The year 2015 is finished and I've been in Ireland and Insight for 1 year and 6 months. Doing research here gives me quite different experience than previous research experience, and it poses good opportunities as well as challenges for myself.

Independent:  

You have to grow up and be able to do your research (not projects) with your ideas and opinions, and conduct experiments by your own. I remembered the seminar I participated at the beginning of the PhD journey and the speaker described our academic supervisor as advisor since it is more appropriate. That means our advisor is who giving advices for your research but not who telling you every step you should move forward, and usually our supervisors also too busy to do so. 

At first, I could not start own research and conduct experiment by myself, and there was always uncertainty about myself and I realized the way I've been trained always was "supervised" by others. It reminds me the time in South Korea when I was a master student as well as an employee in a company where I received a lot of things to-do every day from senior members.

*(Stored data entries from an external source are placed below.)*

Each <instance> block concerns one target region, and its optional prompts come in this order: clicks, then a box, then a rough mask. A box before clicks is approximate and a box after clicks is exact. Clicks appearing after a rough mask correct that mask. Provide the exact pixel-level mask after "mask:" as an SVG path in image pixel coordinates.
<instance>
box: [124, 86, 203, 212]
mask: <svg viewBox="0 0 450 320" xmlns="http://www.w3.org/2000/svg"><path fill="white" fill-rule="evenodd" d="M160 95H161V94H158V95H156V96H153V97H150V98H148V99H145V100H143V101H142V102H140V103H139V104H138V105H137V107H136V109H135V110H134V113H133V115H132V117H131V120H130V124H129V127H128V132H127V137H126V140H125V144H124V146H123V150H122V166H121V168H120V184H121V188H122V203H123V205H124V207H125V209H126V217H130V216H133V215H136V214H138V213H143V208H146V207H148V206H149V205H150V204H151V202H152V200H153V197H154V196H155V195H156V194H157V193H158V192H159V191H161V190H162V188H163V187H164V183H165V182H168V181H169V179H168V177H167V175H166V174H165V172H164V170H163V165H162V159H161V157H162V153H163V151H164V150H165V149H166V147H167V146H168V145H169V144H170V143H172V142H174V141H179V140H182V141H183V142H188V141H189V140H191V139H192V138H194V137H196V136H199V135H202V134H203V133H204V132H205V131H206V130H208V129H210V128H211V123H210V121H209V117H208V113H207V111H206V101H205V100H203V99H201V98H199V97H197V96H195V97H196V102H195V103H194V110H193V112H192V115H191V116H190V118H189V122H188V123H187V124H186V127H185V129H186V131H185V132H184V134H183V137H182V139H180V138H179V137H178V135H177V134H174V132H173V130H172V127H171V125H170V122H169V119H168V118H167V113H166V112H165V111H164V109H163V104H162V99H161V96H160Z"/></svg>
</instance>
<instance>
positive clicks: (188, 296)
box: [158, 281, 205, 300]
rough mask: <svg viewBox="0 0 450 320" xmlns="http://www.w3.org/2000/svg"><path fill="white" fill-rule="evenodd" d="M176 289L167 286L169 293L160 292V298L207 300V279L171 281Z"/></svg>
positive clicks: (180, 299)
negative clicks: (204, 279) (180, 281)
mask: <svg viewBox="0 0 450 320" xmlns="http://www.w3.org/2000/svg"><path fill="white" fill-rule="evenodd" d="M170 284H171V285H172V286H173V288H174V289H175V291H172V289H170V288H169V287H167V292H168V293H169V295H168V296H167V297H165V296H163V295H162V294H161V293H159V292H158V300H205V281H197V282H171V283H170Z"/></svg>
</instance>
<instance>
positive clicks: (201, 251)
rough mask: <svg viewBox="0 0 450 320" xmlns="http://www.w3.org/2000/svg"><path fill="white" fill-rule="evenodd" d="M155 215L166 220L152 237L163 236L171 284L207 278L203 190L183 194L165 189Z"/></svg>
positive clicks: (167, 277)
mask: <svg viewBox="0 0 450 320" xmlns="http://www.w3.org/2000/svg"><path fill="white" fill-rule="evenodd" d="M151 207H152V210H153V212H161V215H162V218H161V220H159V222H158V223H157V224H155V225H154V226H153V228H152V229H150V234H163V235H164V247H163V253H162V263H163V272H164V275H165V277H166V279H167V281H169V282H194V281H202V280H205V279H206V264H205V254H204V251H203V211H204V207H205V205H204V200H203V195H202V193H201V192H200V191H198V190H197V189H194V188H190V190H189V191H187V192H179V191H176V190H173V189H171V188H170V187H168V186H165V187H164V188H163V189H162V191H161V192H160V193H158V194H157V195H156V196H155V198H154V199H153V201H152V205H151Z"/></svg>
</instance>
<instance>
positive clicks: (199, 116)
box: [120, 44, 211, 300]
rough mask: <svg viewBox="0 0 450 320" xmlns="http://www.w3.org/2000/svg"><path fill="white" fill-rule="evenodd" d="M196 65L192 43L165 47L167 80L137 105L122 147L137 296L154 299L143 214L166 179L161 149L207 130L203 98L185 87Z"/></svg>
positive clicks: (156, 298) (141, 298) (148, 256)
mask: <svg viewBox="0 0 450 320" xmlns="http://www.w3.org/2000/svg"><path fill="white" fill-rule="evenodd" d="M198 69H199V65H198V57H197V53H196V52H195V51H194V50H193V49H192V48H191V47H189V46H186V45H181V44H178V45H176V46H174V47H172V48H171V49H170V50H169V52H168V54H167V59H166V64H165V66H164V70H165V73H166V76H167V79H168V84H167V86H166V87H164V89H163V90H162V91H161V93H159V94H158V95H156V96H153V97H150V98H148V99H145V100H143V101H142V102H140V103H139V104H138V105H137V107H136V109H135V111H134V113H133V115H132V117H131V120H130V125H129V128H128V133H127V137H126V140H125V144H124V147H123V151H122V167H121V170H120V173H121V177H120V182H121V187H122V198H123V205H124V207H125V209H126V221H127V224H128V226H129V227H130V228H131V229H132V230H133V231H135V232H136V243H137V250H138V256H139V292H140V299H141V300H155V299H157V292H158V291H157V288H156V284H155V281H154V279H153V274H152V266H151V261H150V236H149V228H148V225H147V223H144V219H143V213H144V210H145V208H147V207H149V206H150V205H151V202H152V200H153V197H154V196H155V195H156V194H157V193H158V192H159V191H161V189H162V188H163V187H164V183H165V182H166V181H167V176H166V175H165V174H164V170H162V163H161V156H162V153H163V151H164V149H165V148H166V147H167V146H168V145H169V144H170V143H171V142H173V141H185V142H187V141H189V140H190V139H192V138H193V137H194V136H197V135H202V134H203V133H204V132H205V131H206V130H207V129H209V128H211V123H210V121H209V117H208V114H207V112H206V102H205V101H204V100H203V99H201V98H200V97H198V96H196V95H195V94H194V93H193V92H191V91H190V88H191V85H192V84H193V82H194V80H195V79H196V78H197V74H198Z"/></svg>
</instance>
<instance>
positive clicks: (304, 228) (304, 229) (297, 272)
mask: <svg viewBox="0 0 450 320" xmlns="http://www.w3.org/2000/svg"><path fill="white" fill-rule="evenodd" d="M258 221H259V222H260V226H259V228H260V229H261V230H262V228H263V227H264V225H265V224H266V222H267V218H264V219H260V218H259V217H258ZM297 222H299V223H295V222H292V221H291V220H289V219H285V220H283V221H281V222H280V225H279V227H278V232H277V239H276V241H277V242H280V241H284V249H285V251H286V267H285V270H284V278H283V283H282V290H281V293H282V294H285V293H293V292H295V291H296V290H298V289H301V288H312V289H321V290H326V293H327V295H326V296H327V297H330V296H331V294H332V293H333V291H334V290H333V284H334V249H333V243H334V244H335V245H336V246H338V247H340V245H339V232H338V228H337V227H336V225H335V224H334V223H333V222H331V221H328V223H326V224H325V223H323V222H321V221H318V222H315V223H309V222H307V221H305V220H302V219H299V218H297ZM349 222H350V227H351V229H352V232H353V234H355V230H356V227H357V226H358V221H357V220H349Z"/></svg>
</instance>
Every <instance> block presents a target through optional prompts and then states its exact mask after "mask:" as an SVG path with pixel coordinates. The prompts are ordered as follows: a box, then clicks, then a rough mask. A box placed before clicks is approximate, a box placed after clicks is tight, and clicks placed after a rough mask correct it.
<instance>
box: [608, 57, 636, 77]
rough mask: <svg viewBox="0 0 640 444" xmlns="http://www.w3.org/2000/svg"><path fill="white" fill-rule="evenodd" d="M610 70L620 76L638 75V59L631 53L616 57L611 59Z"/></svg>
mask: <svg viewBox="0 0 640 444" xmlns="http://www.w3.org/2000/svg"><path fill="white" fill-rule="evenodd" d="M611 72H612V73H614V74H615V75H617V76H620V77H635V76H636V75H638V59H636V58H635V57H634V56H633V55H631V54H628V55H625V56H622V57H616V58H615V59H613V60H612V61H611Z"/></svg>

In contrast, I did not receive any call here, and all communication has been done through emails which is still a surprising fact for me. Thanks to God, even I have a lot of improvements to achieve, I have started the research, with advice from my supervisor.

I started to recognize the statements from (So you want to do a PhD from Open University) that a PhD is confirming your "research independence", i.e., you have to demonstrate that:

  1. Ability to do research by yourself, rather than simply doing what your supervisor tells you
  2. Awareness of where your work fits in relation to the discipline, and what it contributes to the discipline
  3. Mature overview of the discipline




Insight Centre: 


There have been many changes for Insight@Galway which was formally well known as DERI. Our former director Prof. Steffan Decker moved to Germany and we have new director Prof. Dietrich Rebholz-Schuhmann. Interestingly, many researchers, including PhD students, Postdocs moved to Germany as well. There are many career paths for graduates from here including academic positions as well as industry ones, or even some of them start running own startups etc.


Conference

After several attempts for conferences, I've published two full papers in JIST2015 and SAC2016, and I found that it is really important to publish or try to publish your results in any conference or journal to get started, and get feedbacks from the experts. In my previous experience, I've been recommended do not to read and present a conference paper for a seminar during previous studies. However, here, one thing I love is that top conferences have the same importance to top journals. There is an interesting article to read if you have the same wondering: https://homes.cs.washington.edu/~mernst/advice/conferences-vs-journals.html
At the end of the year, I submitted a paper to ESWC2016 which has very interested tutorials for me http://2016.eswc-conferences.org/program/workshops-tutorials and hope I will have an opportunity to attend it:). Another conference I'd like to participate is UMAP2016 which is also highly related to my research. So... Fingers crossed for the upcoming new year.